Remimazolam, a new sedative anesthetic, offers safety, comfort, and controllability advantages, presenting a new option for ideal procedures sedation. With no drug interactions with CYP3A4 inhibitors and superior pharmacokinetic and pharmacodynamic properties, such as a shorter elimination half-life, remimazolam is a promising agent for inducing and maintaining general anesthesia and sedation. It combines the characteristics of midazolam and remifentanil [17].
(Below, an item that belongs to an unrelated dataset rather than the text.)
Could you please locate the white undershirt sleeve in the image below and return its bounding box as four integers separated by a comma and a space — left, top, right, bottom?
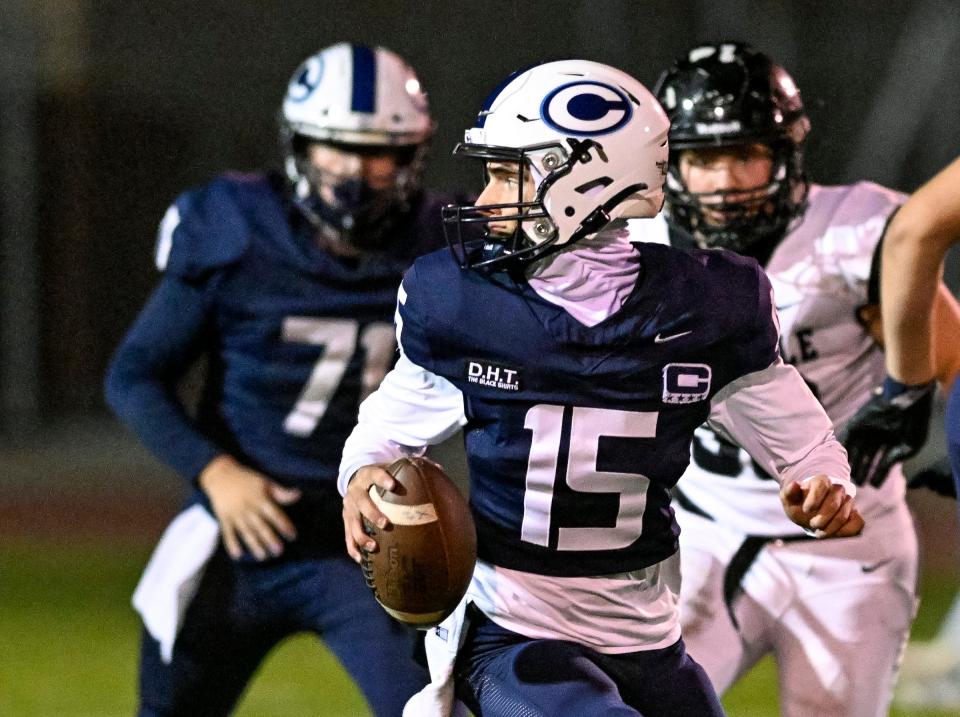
707, 357, 856, 496
337, 351, 467, 495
This study aims to compare the procedures sedative effect and safety of remimazolam with propofol in high-risk patients undergoing upper gastrointestinal endoscopy to evaluate remimazolam’s efficacy. Previous trials have predominantly included non-high-risk patients [5] or colonoscopy patients [18], making it unclear whether remimazolam provides a sedative effect and safety for upper gastrointestinal endoscopy in high-risk patients. The ASA level assessment is associated with an increased risk of adverse events or serious adverse events requiring unplanned intervention during endoscopic examinations and effectively predicts perioperative risk, serving as a valuable risk stratification tool [6]. This study seeks to apply remimazolam to procedures sedation in high-risk patients (ASA III and IV levels) undergoing upper gastrointestinal endoscopy to determine if it can provide a safe, comfortable diagnostic and treatment process and high-quality examination and surgical conditions.

This study has limitations, including the single-blind methodology, which may introduce performance bias. However, outcome evaluators and statisticians will be blinded, and efforts will be made to adjust for bias. Additionally, the study is limited to participants from a single center, and the results may only be applicable to the Chinese population. The trial’s short duration (1-day treatment) focuses solely on the short-term sedative effect and safety impact of remimazolam.

Trial status {3}

This protocol is version 01. The participants enrollment commenced on 2022 December 17. The trial is currently in progress, with the anticipated completion date estimated to be in October 2024.